SAG hardliners are calling on the federal government to investigate the alleged antitrust practices of entertainment industry congloms.

The move, announced Tuesday, is the latest development in the campaign against ratifying the feature-primetime contract. The guild dissidents — mostly members of the Membership First faction — are not acting as an official SAG group and have scheduled a Thursday morning rally in downtown Los Angeles outside the U.S. Dept. of Justice offices.

Spokesmen for the Screen Actors Guild and the Alliance of Motion Picture & Television Producers had no comment.

“We are drawing attention to the fact that the handful of vertically integrated corporations who finance, distribute and exhibit motion picture and video productions have gained unchecked control over the entertainment industry,” said SAG member Scott Wilson.

Wilson said the congloms are denying SAG members who are below star level a fair participation in the rewards of the business.

“In our collective bargaining process, these giant corporations have demanded rollbacks that ruthlessly cut down the minimum safety net on which our membership depends — residuals, pensions, health care,” he added.

SAG’s remained in a stalemate for more than a month on its feature-primetime contract over the issue of when the guild’s contract would expire, with SAG pushing for a two-year deal and the congloms insisting on a three-year term. SAG’s interim national exec director David White — installed by the moderate coalition that ousted Membership First last fall — said the guild’s been holding back-channel meetings to hammer out a compromise.

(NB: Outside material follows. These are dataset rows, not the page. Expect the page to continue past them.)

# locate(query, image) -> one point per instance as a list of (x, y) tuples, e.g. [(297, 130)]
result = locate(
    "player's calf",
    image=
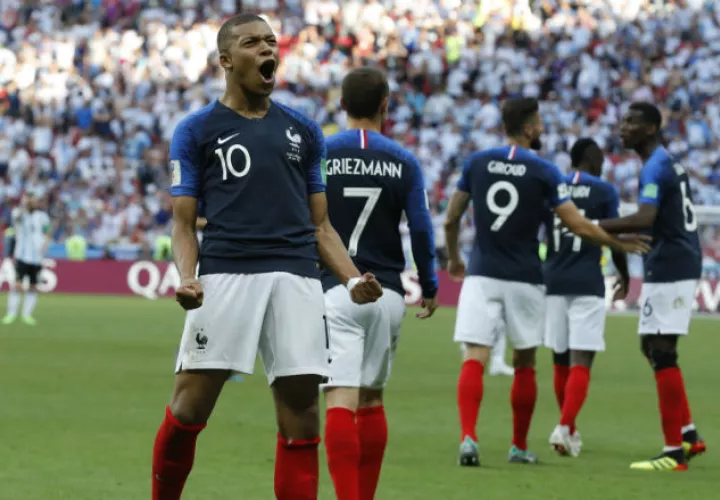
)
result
[(296, 461), (523, 397), (373, 435), (193, 400), (342, 441)]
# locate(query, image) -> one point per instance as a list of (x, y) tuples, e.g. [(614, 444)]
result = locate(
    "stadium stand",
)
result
[(90, 91)]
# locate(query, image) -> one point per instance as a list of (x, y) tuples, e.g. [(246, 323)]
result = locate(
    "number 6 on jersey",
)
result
[(372, 195)]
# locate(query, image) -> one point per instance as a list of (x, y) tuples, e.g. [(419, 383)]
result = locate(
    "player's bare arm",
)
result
[(186, 250), (641, 220), (586, 229), (334, 255), (459, 202)]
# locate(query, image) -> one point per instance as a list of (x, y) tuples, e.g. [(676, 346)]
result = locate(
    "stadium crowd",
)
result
[(90, 91)]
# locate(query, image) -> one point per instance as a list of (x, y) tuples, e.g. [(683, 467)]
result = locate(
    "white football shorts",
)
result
[(279, 315), (487, 305), (666, 308), (575, 322), (363, 338)]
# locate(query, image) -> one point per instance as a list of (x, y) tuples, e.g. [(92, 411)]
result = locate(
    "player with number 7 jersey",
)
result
[(510, 188), (371, 181)]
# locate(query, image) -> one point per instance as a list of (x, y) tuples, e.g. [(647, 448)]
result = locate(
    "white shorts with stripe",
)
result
[(666, 308), (487, 305), (575, 322), (363, 338), (278, 315)]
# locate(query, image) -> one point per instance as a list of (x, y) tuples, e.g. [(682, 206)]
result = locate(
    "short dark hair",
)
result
[(225, 33), (516, 113), (650, 113), (363, 91), (577, 153)]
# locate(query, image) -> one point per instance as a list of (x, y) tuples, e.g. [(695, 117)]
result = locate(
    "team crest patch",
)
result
[(176, 174)]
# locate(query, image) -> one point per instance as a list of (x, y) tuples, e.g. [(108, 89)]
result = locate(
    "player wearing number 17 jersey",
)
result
[(575, 314), (672, 269), (371, 181), (510, 188)]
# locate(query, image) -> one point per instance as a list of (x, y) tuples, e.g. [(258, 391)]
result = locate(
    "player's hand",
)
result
[(429, 306), (367, 290), (634, 243), (456, 269), (189, 294), (621, 289)]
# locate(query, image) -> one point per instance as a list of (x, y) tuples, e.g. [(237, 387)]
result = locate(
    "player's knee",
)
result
[(342, 397), (582, 358), (476, 352), (663, 358), (371, 398), (524, 358), (561, 358)]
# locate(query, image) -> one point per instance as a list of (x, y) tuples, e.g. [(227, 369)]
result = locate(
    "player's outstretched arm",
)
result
[(641, 220), (423, 241), (459, 202), (185, 251), (586, 229), (334, 255)]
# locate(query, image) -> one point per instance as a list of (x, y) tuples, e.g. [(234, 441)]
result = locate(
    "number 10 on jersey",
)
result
[(372, 195)]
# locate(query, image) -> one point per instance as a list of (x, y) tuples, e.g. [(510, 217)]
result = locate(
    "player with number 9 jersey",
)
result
[(671, 272), (510, 188), (371, 182)]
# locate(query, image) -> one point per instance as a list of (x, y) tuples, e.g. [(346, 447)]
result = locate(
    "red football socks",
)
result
[(687, 415), (522, 398), (342, 446), (560, 378), (173, 456), (296, 469), (470, 390), (671, 395), (575, 394), (372, 430)]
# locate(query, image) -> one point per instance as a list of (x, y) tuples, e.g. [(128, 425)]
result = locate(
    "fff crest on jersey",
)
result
[(295, 142)]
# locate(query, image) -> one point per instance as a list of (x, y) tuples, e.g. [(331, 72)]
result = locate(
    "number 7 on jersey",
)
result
[(372, 195)]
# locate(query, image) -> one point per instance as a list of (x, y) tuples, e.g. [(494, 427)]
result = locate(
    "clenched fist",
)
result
[(366, 290), (189, 294)]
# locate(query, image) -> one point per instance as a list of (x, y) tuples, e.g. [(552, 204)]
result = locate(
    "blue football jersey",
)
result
[(371, 181), (510, 188), (254, 177), (675, 253), (573, 265)]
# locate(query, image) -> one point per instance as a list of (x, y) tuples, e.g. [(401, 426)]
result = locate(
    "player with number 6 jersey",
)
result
[(510, 188), (575, 314), (672, 269), (371, 181)]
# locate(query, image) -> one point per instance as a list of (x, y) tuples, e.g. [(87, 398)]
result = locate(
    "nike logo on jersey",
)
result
[(223, 141)]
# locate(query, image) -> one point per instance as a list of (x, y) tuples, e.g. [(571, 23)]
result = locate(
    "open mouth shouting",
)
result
[(267, 71)]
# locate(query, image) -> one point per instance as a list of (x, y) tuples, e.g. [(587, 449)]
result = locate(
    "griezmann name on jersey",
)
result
[(254, 177), (573, 265), (510, 188), (676, 254), (371, 181)]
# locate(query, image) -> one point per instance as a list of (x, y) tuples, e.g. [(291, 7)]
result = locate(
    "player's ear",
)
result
[(225, 60)]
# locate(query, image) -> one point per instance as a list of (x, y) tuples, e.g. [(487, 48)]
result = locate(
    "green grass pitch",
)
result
[(82, 395)]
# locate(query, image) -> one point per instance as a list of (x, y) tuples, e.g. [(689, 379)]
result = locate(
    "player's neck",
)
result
[(519, 142), (646, 150), (245, 104), (374, 125)]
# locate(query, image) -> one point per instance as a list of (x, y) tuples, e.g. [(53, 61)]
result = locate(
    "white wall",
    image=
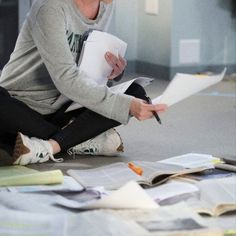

Membership First has contended that the AMPTP’s final offer should be sent to members and rejected with the goal of pushing the companies to sweeten their deal. For their part, the AMPTP’s insisted that the deal — valued at $250 million in pay hikes over three years — doesn’t contain rollbacks and is generous amid the declining economy.

But Wilson said conflicts of interest among the companies are “rampant” and he plans to send letters asking for an investigation to Attorney General Eric Holder; U.S. Sens. Barbara Boxer and Dianne Feinstein (D-Calif.); and Reps. Henry Waxman, head of the House Energy and Commerce Committee; and John Conyers, head of the House Judiciary Committee.

“We call on the Dept. of Justice to investigate the antitrust implications of these corporations that have abused their market power to disadvantage the entire creative community,” Wilson said.

The U.S. Supreme Court found in 1996 in favor of NFL owners, ruling in a case brought by NFL players, that the owners had a limited nonstatutory exemption from antitrust sanctions.

“It would be difficult, if not impossible, to require groups of employers and employees to bargain together, but at the same time to forbid them to make among themselves or with each other any of the competition-restricting agreements potentially necessary to make the process work,” said Justice Stephen G. Breyer in the majority opinion.